Elsewhere in the horticulture department's new farming complex on Metropolitan Community College's Fort Omaha campus, young chickens were eating romaine lettuce grown organically a dozen yards away, and bees were making honey in a new hive managed by students.
The animals are a vital, hands-on part of a new small-market farming program at Metro. In a state where big agriculture has always reigned, interest in smaller-scale urban agriculture is growing enough to warrant the program, said Kristina Engler, professor in the horticulture, land systems and management program.
In its first semester, 16 students have enrolled in the courses, which are specific to small-market farming. While some are taking a class as an elective, a career certificate or an associate degree is now available in the specialty for those who hope to start their own small farms.
“A lot of our students are interested in CSAs (Community Supported Agriculture), raising their own chickens, going to farmers markets,” Engler said. “Once we give them the experience in this really hands-on, focused program, it would be enough for them to get their feet on the ground.”
Classes focus on small-animal husbandry, cultivating herbs, vegetables and fruits and understanding planning and food systems. Students will breed rabbits and pigeons, collect eggs from the chickens and honey from the bee hive.
In the aquaponics class, they'll learn to build a system to allow a tub full of tilapia and a rack of aquaponic greens to support each other. Much of the food grown and raised by students will then be used by culinary students at the Sage Student Bistro on campus.
The growth of smaller operations has been impressive in recent years, according to statistics from the Nebraska Department of Agriculture. Since 2000, the number of roadside farm stands has more than tripled to almost 150. Active farmers markets have doubled to more than 80, and individual produce growers selling their product have grown from 78 to 500.
The changes mean farmers markets that are much different than decades past, said Billene Nemec, coordinator of Buy Fresh Buy Local Nebraska.
“A farmers market here used to be a small gathering of people, all hoping for enough money to get gas to go back home,” Nemec said. “They're ag entrepreneurs now.”
The change has been driven by consumers who want more local, healthy choices and by young people getting into the farming world, she said.
That's why the only real growth in the number of new farmers in recent years has come from smaller operations, said Traci Bruckner, assistant director for rural policy at the Center for Rural Affairs.
The land and farm equipment required to join the dominant system of agriculture — mainstream, commodity growing — are expensive to purchase.
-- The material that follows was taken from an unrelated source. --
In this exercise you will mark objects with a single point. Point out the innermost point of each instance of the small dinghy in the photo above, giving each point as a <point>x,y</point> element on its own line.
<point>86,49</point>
But offering a niche product or direct-marketing to consumers is within reach for a beginning farmer, Bruckner said.
“There's definitely a greater opportunity for people to get started in ag by doing small-market farms,” she said.
Though some of the eight students enrolled in Metro's first animal husbandry class plan to pursue careers in urban farming, for Jones, it simply lines up with her interests. She likes to garden, has worked on farms and volunteered with CSAs. She started taking classes to learn more, but now she plans to complete a degree.
Kevin Grobeck, who has also enrolled in the small-market farming program, hopes he'll be able to grow his own food and build a career with what he learns.
“It's important for America right now to focus on environmentally friendly growing, and growing organically and raising small animals to support a family,” Grobeck said.